A year ago, I joined a Facebook group for people who agreed to read 110 books during 2011. Then, I did the math and realized that there was no way I could accomplish that goal so I quickly left the group. Still, I decided that I wanted to step up my commitment to reading, so I've spent the last year reading much more than I normally do. Because much of the time I read on the treadmill, I didn't read a lot of heavy books, but I have still managed to complete 54 books this past year--and since I'm in the middle of three other books, there's a chance that I'll add to that list before the year's end.
Some of the books have been forgettable; others keep coming back to me. I had purchased Richard Flanagan's Wanting a long time ago but had never read it. It isn't the type of book that I'm usually drawn to, but I find myself thinking about it occasionally and wishing that one of my friends had also read it. The novel combines several story lines: an aboriginal girl in what is now Tasmania, the British colonizer John Franklin who first takes care of and eventually destroys her, and Charles Dickens who creates a play about Franklin's disastrous trip to the Arctic. It's a meditation on desire and colonization--and the destruction that we can leave in our wake.
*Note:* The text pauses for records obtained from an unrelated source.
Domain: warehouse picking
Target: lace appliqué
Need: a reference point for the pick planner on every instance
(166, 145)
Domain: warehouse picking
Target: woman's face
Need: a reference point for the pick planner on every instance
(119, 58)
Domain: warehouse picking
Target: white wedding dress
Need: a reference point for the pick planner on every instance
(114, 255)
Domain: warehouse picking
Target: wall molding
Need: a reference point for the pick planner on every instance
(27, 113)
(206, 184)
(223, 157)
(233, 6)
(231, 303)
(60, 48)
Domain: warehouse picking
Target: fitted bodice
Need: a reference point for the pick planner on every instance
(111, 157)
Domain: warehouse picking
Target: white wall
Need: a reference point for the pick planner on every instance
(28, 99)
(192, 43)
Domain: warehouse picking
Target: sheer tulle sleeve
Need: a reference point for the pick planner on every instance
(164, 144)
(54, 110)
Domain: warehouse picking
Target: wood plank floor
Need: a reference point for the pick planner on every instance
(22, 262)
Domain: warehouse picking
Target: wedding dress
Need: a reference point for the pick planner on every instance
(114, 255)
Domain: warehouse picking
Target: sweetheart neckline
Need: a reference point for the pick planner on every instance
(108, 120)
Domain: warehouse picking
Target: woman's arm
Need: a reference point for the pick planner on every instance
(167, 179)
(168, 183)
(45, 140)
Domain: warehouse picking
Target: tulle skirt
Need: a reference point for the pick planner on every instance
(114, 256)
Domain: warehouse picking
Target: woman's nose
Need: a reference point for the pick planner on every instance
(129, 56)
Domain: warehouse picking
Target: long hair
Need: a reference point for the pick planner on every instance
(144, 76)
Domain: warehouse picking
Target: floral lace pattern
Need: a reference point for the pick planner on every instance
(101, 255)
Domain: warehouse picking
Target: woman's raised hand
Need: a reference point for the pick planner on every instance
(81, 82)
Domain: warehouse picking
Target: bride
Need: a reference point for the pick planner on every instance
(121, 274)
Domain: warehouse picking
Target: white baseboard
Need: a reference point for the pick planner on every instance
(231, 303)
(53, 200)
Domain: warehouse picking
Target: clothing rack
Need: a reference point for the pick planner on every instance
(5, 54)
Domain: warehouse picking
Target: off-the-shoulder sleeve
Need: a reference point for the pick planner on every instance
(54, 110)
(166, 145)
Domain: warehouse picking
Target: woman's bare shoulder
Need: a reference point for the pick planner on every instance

Another book that I've recommended to several people is Annia Ciezadlo's Day of Honey. Ciezadlo and her husband are journalists who spent several years in Iraq and Lebanon after 9/11. While there, she became obsessed with discovering local food traditions and their origins--so her account of being in the midst of the Iraq war includes recipes and stories about food.
I also really enjoyed Henrietta Skloot's The Immortal Life of Henrietta Lacks, the story of the African American woman whose cells, now labeled HeLa, are used in scientific research all over the world. However, her cells were taken without her informed consent and her family didn't even know about let alone benefit from their sale. Not one to read a lot of scientific work, I was still fascinated by this story.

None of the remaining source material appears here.